On a more local level, while it’s certainly not a crime, gentrification virtually amounts to a sin, in Huff’s view, in the way it is so radically altering New York City’s landscape. He has lived on Thompson St. since his N.Y.U. days, and in the couple of decades since then, the neighborhood’s transformation has simply been overwhelming.
“I am just so saddened by the gentrification of New York,” he said. “When do you say, ‘Enough?’… In this economy, there is never enough.”
He closely follows the issues that the Soho Alliance community activist group is working on, and supports their fights — and also participates in some of them.
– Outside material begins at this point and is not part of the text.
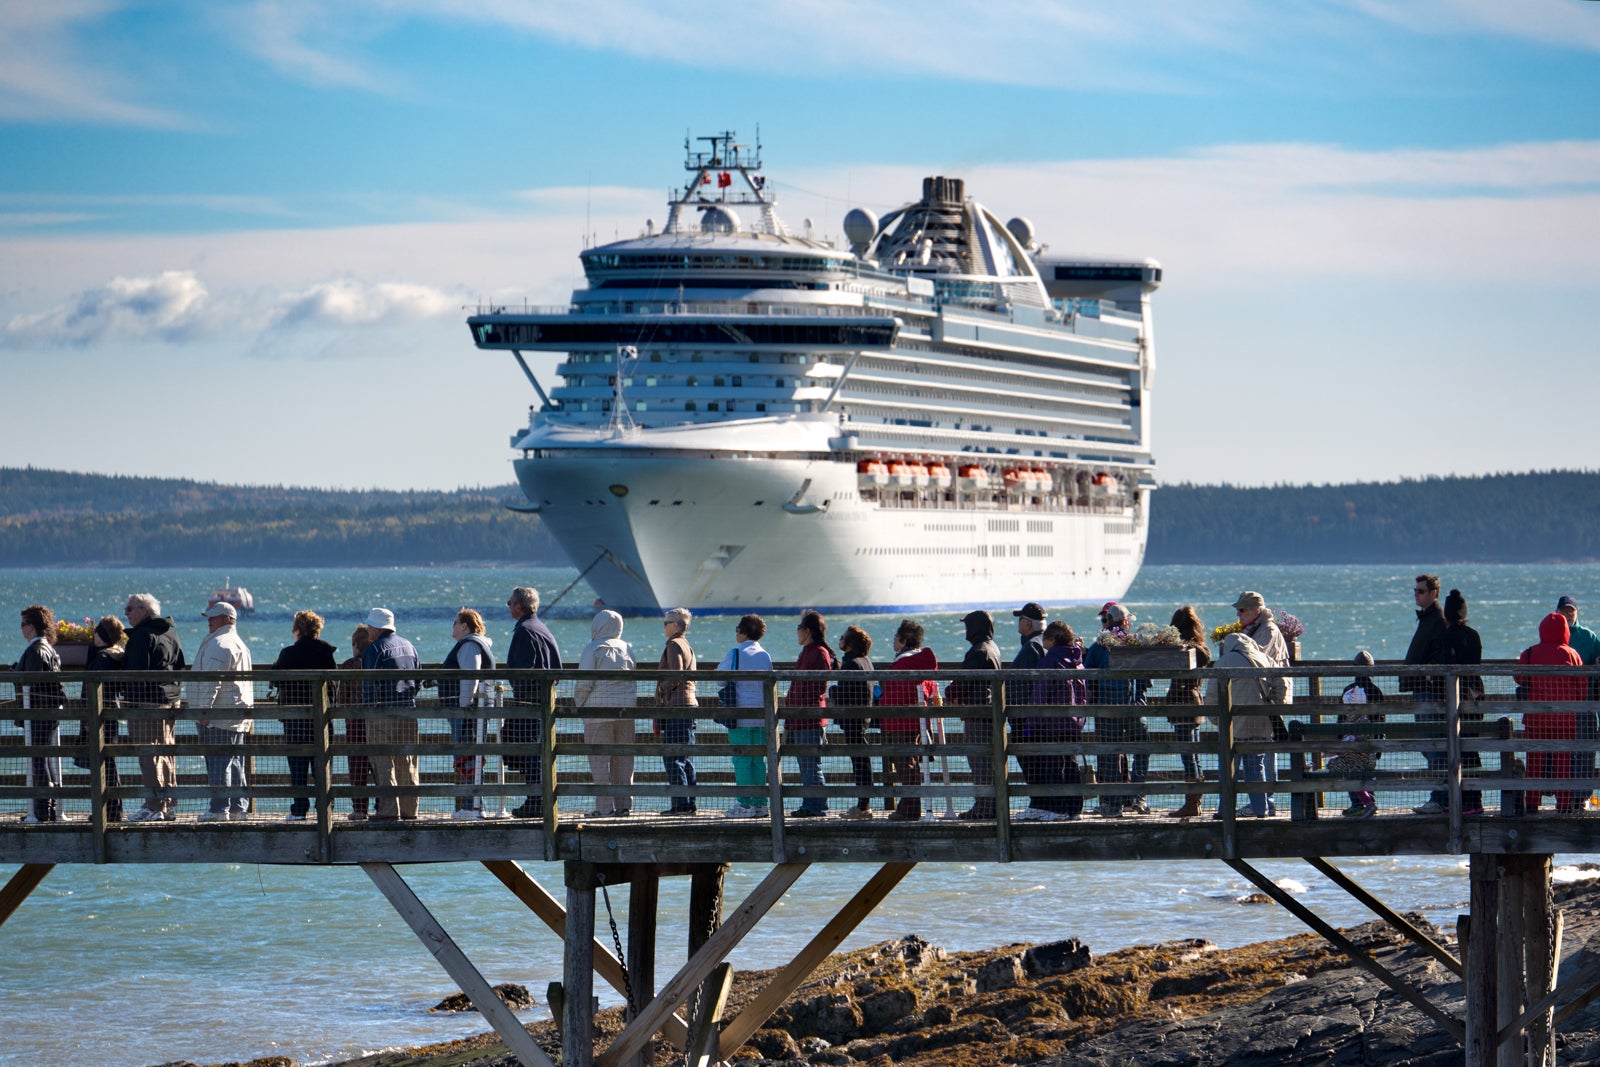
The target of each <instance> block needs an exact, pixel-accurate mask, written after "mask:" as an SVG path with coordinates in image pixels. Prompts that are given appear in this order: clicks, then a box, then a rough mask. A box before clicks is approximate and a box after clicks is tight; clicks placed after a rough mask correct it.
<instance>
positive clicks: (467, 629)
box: [438, 608, 494, 819]
mask: <svg viewBox="0 0 1600 1067" xmlns="http://www.w3.org/2000/svg"><path fill="white" fill-rule="evenodd" d="M450 637H453V638H454V640H456V643H454V645H453V646H451V648H450V651H448V653H446V654H445V670H494V643H493V641H491V640H490V638H488V635H486V633H485V632H483V616H480V614H478V613H477V611H474V609H472V608H461V609H459V611H456V617H454V619H453V621H451V624H450ZM491 685H493V683H490V681H478V680H475V678H462V680H461V681H458V683H456V691H454V693H448V689H450V685H448V683H440V686H438V702H440V705H443V704H446V699H448V702H451V704H454V705H456V707H459V709H461V710H462V712H466V715H461V717H456V718H451V720H450V739H451V741H453V742H454V744H458V745H480V744H483V741H485V737H486V734H488V731H486V729H485V720H483V715H482V712H477V704H478V696H480V694H488V693H490V691H491V688H490V686H491ZM454 769H456V777H458V779H459V781H461V784H462V785H482V784H483V757H482V755H478V753H477V752H474V753H472V755H458V757H456V758H454ZM482 814H483V797H456V813H454V814H453V816H451V817H454V819H477V817H480V816H482Z"/></svg>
“I’ve been to Community Board 2 a bunch. Sean has been really helpful,” he said. “He tried to fight Trump Soho.”
He was referring to Sean Sweeney, the Soho Alliance’s director, and the community’s fight against the developer-now-turned-presidential candidate’s massively oversized condo-hotel tower at Spring and Varick Sts.
One of the first things Huff remembers from when he moved onto Thompson St. in college was an Italian-American social club fighting to keep from being evicted.
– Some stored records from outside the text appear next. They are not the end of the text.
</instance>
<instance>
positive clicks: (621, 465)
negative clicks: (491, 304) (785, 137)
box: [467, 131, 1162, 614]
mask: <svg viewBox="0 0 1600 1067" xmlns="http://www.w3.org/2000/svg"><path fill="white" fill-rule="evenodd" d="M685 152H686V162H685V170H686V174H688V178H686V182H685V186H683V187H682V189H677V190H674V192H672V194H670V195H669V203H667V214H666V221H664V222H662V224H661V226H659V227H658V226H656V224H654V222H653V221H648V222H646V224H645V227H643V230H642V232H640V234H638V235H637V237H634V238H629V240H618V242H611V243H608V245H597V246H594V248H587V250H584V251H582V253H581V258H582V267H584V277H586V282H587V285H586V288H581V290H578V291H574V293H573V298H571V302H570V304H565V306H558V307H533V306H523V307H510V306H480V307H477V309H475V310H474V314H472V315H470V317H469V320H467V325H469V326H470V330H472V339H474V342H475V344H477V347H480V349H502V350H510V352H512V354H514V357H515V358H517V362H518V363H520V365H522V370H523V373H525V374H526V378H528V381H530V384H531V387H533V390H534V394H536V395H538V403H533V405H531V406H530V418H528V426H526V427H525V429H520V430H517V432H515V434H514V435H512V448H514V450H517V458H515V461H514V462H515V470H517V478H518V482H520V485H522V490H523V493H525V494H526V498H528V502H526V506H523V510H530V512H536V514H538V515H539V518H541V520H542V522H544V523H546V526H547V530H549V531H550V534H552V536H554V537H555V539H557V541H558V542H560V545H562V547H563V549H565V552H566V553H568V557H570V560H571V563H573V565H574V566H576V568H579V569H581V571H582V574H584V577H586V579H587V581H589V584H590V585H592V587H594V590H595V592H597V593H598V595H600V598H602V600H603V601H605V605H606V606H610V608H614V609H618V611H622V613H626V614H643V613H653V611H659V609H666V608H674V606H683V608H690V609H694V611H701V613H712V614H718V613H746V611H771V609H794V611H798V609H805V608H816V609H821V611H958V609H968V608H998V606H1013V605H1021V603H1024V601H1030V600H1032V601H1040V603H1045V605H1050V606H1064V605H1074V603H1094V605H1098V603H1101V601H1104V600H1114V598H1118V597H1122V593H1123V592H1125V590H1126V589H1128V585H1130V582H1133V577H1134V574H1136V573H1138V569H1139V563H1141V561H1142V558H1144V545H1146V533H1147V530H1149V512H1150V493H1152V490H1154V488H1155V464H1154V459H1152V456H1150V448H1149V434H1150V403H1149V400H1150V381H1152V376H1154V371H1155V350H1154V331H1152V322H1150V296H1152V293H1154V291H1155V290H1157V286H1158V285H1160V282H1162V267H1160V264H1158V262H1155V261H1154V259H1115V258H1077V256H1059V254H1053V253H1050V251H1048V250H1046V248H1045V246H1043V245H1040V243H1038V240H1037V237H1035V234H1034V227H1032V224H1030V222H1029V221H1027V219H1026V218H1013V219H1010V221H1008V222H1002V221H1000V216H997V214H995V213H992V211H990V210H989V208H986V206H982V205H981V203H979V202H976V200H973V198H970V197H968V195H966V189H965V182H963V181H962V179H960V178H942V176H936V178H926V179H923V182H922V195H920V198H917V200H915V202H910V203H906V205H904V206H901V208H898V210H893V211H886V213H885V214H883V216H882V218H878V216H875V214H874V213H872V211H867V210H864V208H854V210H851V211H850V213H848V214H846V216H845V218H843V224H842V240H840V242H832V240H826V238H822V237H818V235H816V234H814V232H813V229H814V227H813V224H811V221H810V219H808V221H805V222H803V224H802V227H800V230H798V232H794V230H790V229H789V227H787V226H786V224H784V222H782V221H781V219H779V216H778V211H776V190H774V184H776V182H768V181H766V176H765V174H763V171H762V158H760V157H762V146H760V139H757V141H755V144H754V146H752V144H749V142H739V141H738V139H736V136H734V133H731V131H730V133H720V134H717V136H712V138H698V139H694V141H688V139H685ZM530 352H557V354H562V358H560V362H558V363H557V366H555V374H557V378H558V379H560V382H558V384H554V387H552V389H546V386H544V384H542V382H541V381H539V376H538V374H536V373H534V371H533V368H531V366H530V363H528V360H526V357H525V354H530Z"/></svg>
“There were all these sheets on the fire escape: ‘Keep the Club — Keep Soho Safe,’ ” he recalled of the makeshift banners’ messages. “There was a picture of Pia Zadora and Frank Sinatra. There was a strange level of quiet and protection in the neighborhood that went away,” after the club was forced out.
“Being a kid in school 20 years ago, it was a very different place,” he recalled. “You were able to have your own place. It’s very different now. So many storefronts are empty now — landlords are waiting for higher-rent tenants.”
New high-rises keep on springing up.
“It’s like the neighborhood has been on steroids for a long time,” he said.
And yet, Huff admits he kind of likes the so-called “Little Flatiron Building” on the former gas station and car wash site at Sixth Ave. and Sullivan and Broome Sts.
“I’ve got to say, it’s very attractive. It’s got that industrial feeling,” he said, though adding, “But it’s taking up so much sky for [its neighbors].”
He is not a critic of God’s Love We Deliver’s new, enlarged building, either, mainly because he respects their mission of feeding the sick.
“The fact that they’re still there, doing what they do, is amazing,” he said. “I thought it was going to be a monstrous tower. I’m glad it’s still there, the organization.”
Huff loves the area’s many Italian restaurants — he readily rattles off their names and his favorite dishes at each one — while his favorite cafe is Local on Sullivan St.
“Craig is amazing. I’ve been going there since they opened,” he said of Local’s co-owner, Craig Walker.
The actor even has a grudging respect for cronuts, and total respect for their creator, Dominique Ansel.
“It’s a crazy, annoying thing — the line,” he said. “But that place turns out amazing stuff. It’s not his fault he has the pastry equivalent of the Beatles.”
One issue Huff has been following closely is Ladurée, ostensibly a macaroon place at the former Barolo restaurant spot, which has been throwing loud outdoor parties and which also put a massive A/C unit on the second floor.
“Big money comes in with very little perspective. They don’t care,” he reflected. “They have a DJ twice a week and they rent it out. They’ve got a huge amount of corporate money behind them. When that thing is really slamming, nightclub style, you hear it. The issue is they continue to really crank out nightclub music several times a week.”
Huff planned to attend a C.B. 2 State Liquor Authority Committee meeting about Ladurée earlier this month. Meanwhile, he and his neighbors have been organizing about it on their own end, too — at Local, of course.